The zoned schools for the base are: Hill Field Elementary School, North Layton Junior High School, and Northridge High School.

==Accidents and incidents==
- 24 August 1970 Universal Airlines Lockheed L-188C Electra N855U departed Hill Air Force Base in Ogden, Utah on an Air Force Logair flight to Mountain Home Air Force Base in Idaho. The aircraft departed without all its hydraulic systems in operation, leaving insufficient elevator authority, resulting in the aircraft nosing over into the ground. The aircraft was destroyed but the crew escaped with injuries. The investigation found fault with the captain and flight engineer for not following approved procedures and directives.
- 19 March 1972 Universal Airlines Lockheed L-188C Electra N851U was on a ferry flight from Tucson, Arizona to Hill Air Force Base in Ogden, Utah when it developed an engine overspeed issue, complicated by an inability to feather. The aircraft landed at Hill just after midnight, whereupon the engine exploded, destroying a large portion of the left wing and causing a substantial fire. The crew had minor injuries but the aircraft was a writeoff.

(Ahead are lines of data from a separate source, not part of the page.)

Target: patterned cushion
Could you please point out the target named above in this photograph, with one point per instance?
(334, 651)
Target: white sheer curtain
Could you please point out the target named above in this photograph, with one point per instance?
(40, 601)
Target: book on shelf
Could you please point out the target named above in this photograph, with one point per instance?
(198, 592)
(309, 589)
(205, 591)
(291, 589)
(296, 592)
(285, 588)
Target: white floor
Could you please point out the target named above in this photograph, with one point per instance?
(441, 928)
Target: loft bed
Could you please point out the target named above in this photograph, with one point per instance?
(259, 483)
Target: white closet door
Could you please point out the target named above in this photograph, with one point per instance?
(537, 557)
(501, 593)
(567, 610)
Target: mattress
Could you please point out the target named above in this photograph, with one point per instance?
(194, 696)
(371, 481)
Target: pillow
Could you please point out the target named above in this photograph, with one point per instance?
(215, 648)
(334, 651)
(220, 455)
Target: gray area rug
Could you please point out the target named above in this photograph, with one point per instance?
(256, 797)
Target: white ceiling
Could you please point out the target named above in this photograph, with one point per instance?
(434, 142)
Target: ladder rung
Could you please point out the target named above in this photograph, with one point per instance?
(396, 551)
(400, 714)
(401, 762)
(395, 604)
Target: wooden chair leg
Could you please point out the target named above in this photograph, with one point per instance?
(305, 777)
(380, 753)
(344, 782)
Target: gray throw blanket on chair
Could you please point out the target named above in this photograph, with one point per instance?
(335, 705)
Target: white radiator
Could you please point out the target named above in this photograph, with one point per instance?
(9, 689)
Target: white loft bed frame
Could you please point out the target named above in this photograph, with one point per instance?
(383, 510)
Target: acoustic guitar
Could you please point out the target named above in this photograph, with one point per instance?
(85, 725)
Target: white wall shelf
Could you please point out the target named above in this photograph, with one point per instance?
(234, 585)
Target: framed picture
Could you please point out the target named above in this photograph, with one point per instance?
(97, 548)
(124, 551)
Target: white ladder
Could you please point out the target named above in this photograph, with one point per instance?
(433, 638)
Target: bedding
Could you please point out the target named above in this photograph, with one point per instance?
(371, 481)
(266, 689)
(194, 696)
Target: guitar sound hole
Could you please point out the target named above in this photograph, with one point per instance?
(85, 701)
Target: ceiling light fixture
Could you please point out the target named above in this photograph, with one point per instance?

The crew was cited in the investigation for improper procedures.
- 18 November 1979: Transamerica Airlines Lockheed L-188C Electra N859U operating Logair flight 3N18 for the US Air Force departed Hill Air Force Base en-route to Nellis Air Force Base in Las Vegas. While climbing between 12,000 and 13,000 ft, all electrical power was lost; the crew requested an immediate descent. The aircraft attained high airspeed and high rate of descent and disintegrated in flight, killing all three crew members. Probable cause was progressive failure of the electrical system leading to disabling or erratic performance of critical instruments and lighting in night-time instrument conditions. The crew became disoriented and lost control. The aircraft was inherited from Universal Airlines via Saturn Airways and was the third current or former Universal Airlines Electra to have an accident at Hill AFB.
- 9 May 1981: During an Air Show to celebrate the 40th anniversary of the base, Thunderbird Captain Nick Hauck, and 2 livestock were killed when Hauck's T-38 Talon lost power on approach to the runway. The plane cartwheeled several times before exploding. Hauck was killed on impact, while the livestock were killed by debris.
- 20 June 1998: An F-16C Falcon crashed after taking off from the runway during a routine test flight. The F-16 from the 514th Test Squadron was destroyed, pilot ejected with minor injuries.
- 19 October 2022: A Lockheed Martin F-35 Lightning II crashed off the end of runway 14. The 388th Fighter Wing has stated that the solo pilot was seen by a local hospital and released with no injuries.